Three months after enrollment, researchers at each institution collected data on secondary endpoints based on a chart review of the patients’ medical records. Each institution started enrolling the pre-intervention group after receiving approval from the Ethics Committee. After completing the six-month pre-intervention period, the 12-month intervention group was established.

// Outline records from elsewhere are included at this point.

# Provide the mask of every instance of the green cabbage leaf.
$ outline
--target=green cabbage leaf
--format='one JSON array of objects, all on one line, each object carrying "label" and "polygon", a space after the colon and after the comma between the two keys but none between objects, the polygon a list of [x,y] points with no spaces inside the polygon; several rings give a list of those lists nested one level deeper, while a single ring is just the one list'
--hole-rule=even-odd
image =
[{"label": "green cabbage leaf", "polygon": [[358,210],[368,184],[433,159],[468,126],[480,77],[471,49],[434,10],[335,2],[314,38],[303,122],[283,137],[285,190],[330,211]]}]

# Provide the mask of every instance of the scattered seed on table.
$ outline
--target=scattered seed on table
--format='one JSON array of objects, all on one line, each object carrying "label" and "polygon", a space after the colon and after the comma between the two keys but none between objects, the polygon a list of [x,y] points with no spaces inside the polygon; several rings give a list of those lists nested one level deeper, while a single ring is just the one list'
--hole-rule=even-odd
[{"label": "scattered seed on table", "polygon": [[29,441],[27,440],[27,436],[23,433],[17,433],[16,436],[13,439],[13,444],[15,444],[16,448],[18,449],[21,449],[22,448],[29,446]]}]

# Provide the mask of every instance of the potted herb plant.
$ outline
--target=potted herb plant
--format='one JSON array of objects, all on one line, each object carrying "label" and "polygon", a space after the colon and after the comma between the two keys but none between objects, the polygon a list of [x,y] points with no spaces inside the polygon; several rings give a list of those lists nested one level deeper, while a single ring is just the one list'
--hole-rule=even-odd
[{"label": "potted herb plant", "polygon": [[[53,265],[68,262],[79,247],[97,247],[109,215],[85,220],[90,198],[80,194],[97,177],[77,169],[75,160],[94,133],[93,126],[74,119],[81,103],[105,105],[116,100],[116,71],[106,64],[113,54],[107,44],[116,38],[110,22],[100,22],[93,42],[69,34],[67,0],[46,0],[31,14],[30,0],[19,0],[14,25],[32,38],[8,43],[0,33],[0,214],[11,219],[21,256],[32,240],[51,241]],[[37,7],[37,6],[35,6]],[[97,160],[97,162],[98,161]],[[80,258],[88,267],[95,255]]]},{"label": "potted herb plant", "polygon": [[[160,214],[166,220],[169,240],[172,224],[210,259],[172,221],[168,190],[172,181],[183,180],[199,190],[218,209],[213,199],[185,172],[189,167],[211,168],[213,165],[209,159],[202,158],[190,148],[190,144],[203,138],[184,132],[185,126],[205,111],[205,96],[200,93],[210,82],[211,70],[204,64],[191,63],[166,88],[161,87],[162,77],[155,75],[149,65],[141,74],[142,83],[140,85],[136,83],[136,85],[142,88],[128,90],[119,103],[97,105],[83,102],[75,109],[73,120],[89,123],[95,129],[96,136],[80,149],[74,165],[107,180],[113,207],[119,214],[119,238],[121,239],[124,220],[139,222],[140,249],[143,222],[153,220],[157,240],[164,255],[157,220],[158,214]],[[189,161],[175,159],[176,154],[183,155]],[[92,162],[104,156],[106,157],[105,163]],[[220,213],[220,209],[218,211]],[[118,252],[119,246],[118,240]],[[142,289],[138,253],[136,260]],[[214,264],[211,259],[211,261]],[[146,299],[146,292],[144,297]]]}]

The pre-intervention enrollment period was from September 2016 to August 2017 and the intervention enrollment period was from March 2017 to March 2018.
Statistical Analysis
After data entry and collection were completed, propensity score matching was done after performing logistic regression analysis with patients’ age, sex, whether they lived alone, whether they were accompanied, and whether they were already prescribed medications. LOC/DCS subscale scores at baseline were confounding variables, and control/intervention was the dependent variable. Match tolerance was set to 0.05. A Student T-test was conducted to compare the DRS and DCS mean scores between the two matched groups. The two secondary endpoints were analyzed for frequency comparison with the chi-squared test.
The primary outcome used for the sample size estimation was the comparison of the DRS mean score. Based on the Japanese version of the DRS, the clinically expected effect size was set to 0.5. The required sample size was estimated using a two-tailed test with a power of 0.8 and significance level of 0.05. Consequently, we estimated that 128 patients (64 each in the control and intervention groups) would be needed.